Depuis lors, le Tribunal fédéral s’est prononcé à plusieurs reprises sur l’accès au dossier d’une personne décédée, rejetant par exemple la demande de levée du secret en faveur de deux filles mineures souhaitant obtenir un accès direct et complet au dossier médical de leurs mère décédée pour mener leur processus de deuil, sans qu’il y ait un lien avec une procédure civile ou pénale en cours (arrêt du TF 2C_37/2018 du 15 août 2018). Dans ce cas précis, l’instance précédente avait néanmoins accordé un droit d’accès modulé où le dossier médical était rendu accessible aux médecins traitants ainsi qu’à des psychologues qui pouvaient alors en tenir compte pour aider les recourantes à faire leur deuil. L’étendue de l’accès était limitée à ce qui était nécessaire pour le succès du traitement des deux filles. La solution avait alors été jugée comme équilibrée par le Tribunal fédéral, qui a cependant précisé que l’accès complet au dossier par un soignant intermédiaire ne devait pas devenir une pratique systématique (pour un résumé des évolutions relatives à la communication de données médicales relatives à des personnes décédées : F. Erard, Le secret médical. Étude des obligations de confidentialité des soignants en droit suisse, Thèse, Zurich 2021, N 1376 ss).
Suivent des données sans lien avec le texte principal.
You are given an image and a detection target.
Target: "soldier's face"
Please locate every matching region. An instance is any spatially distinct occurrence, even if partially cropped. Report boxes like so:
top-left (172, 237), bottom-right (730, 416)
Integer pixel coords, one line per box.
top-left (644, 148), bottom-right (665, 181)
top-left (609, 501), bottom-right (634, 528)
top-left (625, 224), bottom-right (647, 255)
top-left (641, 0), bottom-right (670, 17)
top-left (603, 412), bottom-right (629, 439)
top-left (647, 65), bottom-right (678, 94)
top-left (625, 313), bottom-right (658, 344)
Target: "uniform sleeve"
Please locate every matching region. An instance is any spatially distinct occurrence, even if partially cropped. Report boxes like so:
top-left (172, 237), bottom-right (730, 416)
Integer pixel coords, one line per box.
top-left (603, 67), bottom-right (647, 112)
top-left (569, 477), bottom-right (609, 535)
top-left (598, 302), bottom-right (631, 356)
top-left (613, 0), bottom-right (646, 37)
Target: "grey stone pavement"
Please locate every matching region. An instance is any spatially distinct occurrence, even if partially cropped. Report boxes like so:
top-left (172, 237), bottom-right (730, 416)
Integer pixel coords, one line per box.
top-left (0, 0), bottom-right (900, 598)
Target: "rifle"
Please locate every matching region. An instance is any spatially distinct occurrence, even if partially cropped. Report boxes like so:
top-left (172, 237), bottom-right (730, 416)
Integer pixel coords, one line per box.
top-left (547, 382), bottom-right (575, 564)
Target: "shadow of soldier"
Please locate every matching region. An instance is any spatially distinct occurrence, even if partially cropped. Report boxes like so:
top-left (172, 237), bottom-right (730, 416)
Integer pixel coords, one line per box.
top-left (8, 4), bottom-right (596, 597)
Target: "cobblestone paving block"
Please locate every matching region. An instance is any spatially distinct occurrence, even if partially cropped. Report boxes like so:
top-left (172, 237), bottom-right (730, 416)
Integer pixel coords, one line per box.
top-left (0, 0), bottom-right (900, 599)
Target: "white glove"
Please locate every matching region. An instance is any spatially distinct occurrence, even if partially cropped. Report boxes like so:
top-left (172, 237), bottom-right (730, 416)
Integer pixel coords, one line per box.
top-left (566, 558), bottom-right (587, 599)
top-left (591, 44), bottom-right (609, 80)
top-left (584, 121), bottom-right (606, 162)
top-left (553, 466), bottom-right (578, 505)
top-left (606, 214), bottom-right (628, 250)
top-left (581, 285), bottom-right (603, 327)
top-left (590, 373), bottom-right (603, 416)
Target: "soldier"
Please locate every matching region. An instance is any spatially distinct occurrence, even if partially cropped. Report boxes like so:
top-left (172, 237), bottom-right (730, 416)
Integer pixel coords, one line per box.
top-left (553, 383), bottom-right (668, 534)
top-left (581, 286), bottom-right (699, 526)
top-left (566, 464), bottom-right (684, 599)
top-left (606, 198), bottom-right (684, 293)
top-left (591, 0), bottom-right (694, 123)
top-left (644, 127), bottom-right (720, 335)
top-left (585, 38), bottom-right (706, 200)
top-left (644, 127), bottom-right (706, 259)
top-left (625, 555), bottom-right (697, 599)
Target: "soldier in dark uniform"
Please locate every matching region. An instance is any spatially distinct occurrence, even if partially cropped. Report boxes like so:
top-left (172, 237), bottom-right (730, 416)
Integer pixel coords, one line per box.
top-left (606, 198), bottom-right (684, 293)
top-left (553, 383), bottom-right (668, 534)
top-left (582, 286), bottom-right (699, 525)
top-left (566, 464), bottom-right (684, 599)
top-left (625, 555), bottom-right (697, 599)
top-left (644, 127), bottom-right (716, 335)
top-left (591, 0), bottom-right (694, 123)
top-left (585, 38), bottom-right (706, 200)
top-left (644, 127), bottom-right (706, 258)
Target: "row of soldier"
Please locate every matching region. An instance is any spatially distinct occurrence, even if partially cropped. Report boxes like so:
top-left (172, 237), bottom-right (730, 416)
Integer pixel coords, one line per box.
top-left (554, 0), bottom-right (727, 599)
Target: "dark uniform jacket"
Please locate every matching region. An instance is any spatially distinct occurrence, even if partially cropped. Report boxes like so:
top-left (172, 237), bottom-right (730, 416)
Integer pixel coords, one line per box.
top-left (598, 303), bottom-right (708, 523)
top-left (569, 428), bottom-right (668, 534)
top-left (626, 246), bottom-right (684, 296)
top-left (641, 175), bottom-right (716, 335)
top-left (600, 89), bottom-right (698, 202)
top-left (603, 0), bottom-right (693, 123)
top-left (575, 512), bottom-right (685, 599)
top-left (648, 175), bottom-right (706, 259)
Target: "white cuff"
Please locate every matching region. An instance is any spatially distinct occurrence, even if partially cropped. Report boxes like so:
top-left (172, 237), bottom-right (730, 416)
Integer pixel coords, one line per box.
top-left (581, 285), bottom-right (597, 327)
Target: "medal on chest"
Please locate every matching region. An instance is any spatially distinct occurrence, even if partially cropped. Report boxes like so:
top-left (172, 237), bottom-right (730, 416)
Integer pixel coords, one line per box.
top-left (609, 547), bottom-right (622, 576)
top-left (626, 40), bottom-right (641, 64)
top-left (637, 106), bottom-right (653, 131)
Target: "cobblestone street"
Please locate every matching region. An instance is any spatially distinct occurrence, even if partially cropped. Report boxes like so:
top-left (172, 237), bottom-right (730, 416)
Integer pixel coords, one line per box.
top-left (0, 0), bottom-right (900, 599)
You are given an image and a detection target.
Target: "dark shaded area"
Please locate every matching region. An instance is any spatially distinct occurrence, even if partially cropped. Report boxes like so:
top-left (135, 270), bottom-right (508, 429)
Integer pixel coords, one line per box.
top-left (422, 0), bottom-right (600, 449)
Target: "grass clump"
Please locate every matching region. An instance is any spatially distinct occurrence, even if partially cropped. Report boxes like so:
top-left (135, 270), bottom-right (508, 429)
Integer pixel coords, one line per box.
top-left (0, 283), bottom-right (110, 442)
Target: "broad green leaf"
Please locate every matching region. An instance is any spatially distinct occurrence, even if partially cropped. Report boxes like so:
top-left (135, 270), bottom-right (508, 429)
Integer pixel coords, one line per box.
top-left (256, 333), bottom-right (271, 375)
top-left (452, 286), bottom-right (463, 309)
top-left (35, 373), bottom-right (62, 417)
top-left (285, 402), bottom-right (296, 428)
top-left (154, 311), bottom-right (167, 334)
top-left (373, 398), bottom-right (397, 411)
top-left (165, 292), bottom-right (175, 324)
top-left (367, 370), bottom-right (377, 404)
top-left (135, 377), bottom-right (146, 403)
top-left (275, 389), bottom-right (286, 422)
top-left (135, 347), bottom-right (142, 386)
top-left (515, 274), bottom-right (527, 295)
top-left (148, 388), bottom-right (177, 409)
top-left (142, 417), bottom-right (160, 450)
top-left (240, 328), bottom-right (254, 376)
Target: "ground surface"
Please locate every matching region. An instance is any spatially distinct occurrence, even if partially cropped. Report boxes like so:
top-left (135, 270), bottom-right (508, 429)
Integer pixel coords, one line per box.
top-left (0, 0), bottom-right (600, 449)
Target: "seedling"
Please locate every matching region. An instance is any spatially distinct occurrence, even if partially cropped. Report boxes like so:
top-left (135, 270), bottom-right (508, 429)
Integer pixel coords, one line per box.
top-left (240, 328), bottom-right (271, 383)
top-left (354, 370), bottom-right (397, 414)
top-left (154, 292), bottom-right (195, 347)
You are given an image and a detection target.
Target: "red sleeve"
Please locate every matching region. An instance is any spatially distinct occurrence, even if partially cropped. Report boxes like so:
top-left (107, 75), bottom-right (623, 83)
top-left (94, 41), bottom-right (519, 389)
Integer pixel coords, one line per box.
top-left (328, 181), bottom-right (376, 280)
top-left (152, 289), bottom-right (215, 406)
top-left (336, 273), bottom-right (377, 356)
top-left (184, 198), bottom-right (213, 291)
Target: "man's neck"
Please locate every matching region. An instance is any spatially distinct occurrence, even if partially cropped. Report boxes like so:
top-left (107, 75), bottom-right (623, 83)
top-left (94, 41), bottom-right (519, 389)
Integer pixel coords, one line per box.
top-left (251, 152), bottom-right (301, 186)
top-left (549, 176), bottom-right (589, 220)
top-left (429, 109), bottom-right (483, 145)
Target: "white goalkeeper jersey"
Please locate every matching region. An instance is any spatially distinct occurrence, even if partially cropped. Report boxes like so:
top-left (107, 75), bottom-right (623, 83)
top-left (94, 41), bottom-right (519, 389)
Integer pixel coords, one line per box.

Le nouvel arrêt du Tribunal fédéral commenté ici pourrait-il remettre en cause ce type de pratiques ? Les médecins et avocats étant tous les deux tenus par les dispositions légales sur le mandat, on peut effectivement se le demander. À y regarder de plus près, l’argumentation du Tribunal fédéral est en grande partie axée sur la nécessité de placer la cliente de l’avocat dans une position qui lui permette de donner des instructions au mandataire. Or, dans le contexte d’une relation de soins, le pouvoir d’instruction du patient ne semble pas directement dépendre de la prise de connaissance d’informations médicales relatives à un proche décédé, ou alors dans une mesure bien moins importante. Une différence de traitement entre clients d’avocats et patients paraît ainsi justifiable, de telle sorte que les accès modulés par l’intermédiaire d’un soignant, comme un psychologue, devraient pouvoir subsister.
Proposition de citation : Frédéric Erard, Levée du secret médical : si l’avocat sait, le client doit aussi savoir, 23 février 2024 in www.swissprivacy.law/284
Les articles de swissprivacy.law sont publiés sous licence creative commons CC BY 4.0.